Being positive matters to me. This blog post is not meant to harm Solution Manager in any way. I like Solution Manager but I see a lot of room for improvements. I will dedicate about 50% of my time on Solution Manager soon (taking a small vacation first in August). This means that I believe Solution Manager holds value and can provide added value but I also do believe that in order to use Solution Manager to it's full extent you need to threat it like a business system much like you do with a ERP SAP system and put one or more resources on it instead of doing "single shot projects" to keep it maintained properly.
I hope SAP reads these blog posts and acts upon them.The idea (concept) of LMDB is good but so far it has been too messy.
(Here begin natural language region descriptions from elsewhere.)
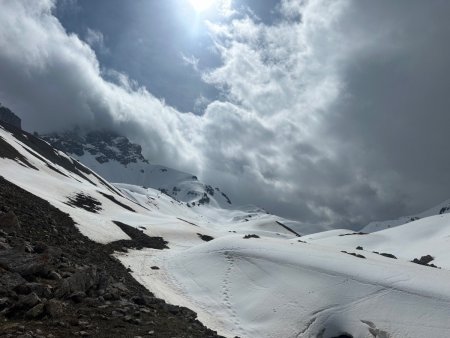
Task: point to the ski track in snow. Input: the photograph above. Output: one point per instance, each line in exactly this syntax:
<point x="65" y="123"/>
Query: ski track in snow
<point x="267" y="287"/>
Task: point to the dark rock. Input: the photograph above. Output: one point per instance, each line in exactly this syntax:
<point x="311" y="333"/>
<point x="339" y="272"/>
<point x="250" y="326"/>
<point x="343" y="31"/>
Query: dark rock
<point x="9" y="222"/>
<point x="35" y="312"/>
<point x="40" y="247"/>
<point x="54" y="275"/>
<point x="205" y="238"/>
<point x="78" y="296"/>
<point x="9" y="281"/>
<point x="54" y="308"/>
<point x="25" y="264"/>
<point x="81" y="280"/>
<point x="28" y="301"/>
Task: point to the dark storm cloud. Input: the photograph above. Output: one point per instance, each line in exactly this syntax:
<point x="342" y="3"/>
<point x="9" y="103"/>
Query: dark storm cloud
<point x="335" y="112"/>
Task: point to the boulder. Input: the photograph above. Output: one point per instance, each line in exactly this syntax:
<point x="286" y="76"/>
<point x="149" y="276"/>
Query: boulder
<point x="54" y="308"/>
<point x="35" y="312"/>
<point x="9" y="222"/>
<point x="80" y="281"/>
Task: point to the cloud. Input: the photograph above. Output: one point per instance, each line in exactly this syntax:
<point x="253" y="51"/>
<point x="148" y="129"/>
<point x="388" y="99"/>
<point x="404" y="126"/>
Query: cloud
<point x="191" y="61"/>
<point x="334" y="113"/>
<point x="96" y="40"/>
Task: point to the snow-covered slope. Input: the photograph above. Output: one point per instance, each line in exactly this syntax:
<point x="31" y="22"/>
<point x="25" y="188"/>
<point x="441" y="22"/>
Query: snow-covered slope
<point x="118" y="160"/>
<point x="244" y="272"/>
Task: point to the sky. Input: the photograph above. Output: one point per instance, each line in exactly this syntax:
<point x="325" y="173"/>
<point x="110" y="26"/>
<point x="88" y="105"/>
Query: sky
<point x="325" y="111"/>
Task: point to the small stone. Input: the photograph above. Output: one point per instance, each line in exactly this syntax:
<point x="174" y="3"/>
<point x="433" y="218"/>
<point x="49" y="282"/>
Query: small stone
<point x="35" y="312"/>
<point x="29" y="301"/>
<point x="54" y="308"/>
<point x="77" y="297"/>
<point x="54" y="275"/>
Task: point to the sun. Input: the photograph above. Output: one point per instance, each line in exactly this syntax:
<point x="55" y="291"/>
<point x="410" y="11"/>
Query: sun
<point x="201" y="5"/>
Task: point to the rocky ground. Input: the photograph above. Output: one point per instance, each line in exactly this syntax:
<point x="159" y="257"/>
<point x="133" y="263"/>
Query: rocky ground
<point x="54" y="282"/>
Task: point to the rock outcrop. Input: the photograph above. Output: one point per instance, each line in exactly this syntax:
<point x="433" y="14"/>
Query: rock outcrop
<point x="9" y="117"/>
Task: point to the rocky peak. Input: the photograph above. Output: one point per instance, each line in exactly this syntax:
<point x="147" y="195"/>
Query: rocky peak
<point x="105" y="145"/>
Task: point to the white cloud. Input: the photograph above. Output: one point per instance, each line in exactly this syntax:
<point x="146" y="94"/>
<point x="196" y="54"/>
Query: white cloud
<point x="305" y="102"/>
<point x="96" y="40"/>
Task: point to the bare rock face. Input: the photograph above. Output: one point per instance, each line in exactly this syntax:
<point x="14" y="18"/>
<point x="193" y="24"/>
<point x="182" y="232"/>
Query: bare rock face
<point x="9" y="222"/>
<point x="9" y="117"/>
I'm very much willing to help provide feedback to SAP on managing SAP system landscapes since I have been managing a lot of SAP systems through Solution
Manager in the field.
Poll has been created:
Thanks..... I voted!!!
LMDB is good, but needs to be only better in al the way !!!!! , got some more information from your above reply. Thanks for the time taken.... and I really enjoyed this blog!! 🙂
I really appreciate this blog, glad to know that someone feels the way I do about Solman( I am currently fighting with SOLMAN 7.01 (and without any SAP training it is hard )).
We really hate Download Approval and for now we have found the Function Module "/TMWFLOW/MO_UI_BASKET_AUTHORIZ" that at least permit a direct access to Download approval
So We have write the below micro report and attached a transaction to it :
CALL FUNCTION '/TMWFLOW/MO_UI_BASKET_AUTHORIZ'.